5. Is it harder to make scientific progress?
Now and again people write big think pieces asking whether scientific progress is slowing. I don’t think you should generalize. AI and biology seem to be firing on all cylinders right now. But perhaps things are different in physics. Physicist Chad Orzel, who write Counting Atoms made the point in a way I found interesting. If you consider that huge progress in physics has been made by finding anomalies, like the Michealson-Morley experiment that failed to detect the movement of the earth, or precession of Mercury that could not be accounted for by classical physics, then this point seems important:
All the anomalies in the sixth decimal place were measured a century ago— modern physicists are looking for changes in the 14th decimal place. You can still come up with new ideas about physics, sure, but they’re incredibly tightly constrained by prior experiments, and testing those theories is vastly more complicated an expensive than it was in the golden era— you used to be able to discover new particles by leaving some photographic plates out on top of a mountain, but now you need millions to billions of dollars of sophisticated electronic detectors.
“All the anomalies in the sixth decimal place were measured a century ago.” Science is cumulative in an important sense, and the scale at which we need to search to find new phenomena in some fields becomes increasingly harder to achieve, because all of the relevant measurements at the easier scales have been made.
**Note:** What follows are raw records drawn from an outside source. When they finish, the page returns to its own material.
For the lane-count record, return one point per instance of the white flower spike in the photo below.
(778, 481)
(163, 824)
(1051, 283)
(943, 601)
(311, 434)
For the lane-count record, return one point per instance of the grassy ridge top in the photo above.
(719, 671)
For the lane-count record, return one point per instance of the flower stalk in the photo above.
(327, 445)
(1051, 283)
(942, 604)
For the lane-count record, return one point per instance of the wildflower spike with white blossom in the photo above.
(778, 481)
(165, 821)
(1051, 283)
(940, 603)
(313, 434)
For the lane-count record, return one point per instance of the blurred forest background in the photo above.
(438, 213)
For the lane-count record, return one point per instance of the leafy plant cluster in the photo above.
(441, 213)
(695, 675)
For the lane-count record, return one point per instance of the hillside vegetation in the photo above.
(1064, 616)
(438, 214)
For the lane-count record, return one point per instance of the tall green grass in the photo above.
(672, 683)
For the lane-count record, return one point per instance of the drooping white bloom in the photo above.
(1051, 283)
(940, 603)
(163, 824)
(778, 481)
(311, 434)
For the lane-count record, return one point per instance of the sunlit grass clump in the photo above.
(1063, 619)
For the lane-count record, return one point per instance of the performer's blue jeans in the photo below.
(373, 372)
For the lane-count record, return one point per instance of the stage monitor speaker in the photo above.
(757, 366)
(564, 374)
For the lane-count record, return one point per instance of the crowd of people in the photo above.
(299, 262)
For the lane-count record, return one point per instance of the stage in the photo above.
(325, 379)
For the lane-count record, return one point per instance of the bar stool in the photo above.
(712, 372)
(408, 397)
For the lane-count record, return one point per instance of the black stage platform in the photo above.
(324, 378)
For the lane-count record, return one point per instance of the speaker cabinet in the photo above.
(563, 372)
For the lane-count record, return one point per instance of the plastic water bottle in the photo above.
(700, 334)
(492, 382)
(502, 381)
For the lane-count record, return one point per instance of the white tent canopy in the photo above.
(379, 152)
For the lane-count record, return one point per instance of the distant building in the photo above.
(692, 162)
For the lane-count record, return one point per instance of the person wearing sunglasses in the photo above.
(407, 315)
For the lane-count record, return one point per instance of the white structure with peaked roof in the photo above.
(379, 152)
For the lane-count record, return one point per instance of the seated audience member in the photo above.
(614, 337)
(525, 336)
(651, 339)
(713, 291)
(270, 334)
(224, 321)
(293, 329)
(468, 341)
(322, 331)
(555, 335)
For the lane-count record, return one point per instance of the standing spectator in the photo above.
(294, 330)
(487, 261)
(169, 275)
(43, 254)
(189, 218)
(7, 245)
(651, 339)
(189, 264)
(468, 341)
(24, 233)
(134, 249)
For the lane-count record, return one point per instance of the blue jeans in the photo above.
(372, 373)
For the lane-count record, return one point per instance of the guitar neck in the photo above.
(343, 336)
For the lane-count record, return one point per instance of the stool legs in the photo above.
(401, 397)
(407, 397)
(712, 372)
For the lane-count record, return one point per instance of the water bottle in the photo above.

Biology is not quite the same, but there are some parallels. Samples sizes of GWAS need to be very large to detect the associations that we’re going after these days. Bulk tissue measurements of gene expression aren’t enough; we now need single-cell resolution, and maybe some spatial information too. There are still big questions to answer, but smart people have been at this business for awhile, always pushing at the technological frontier.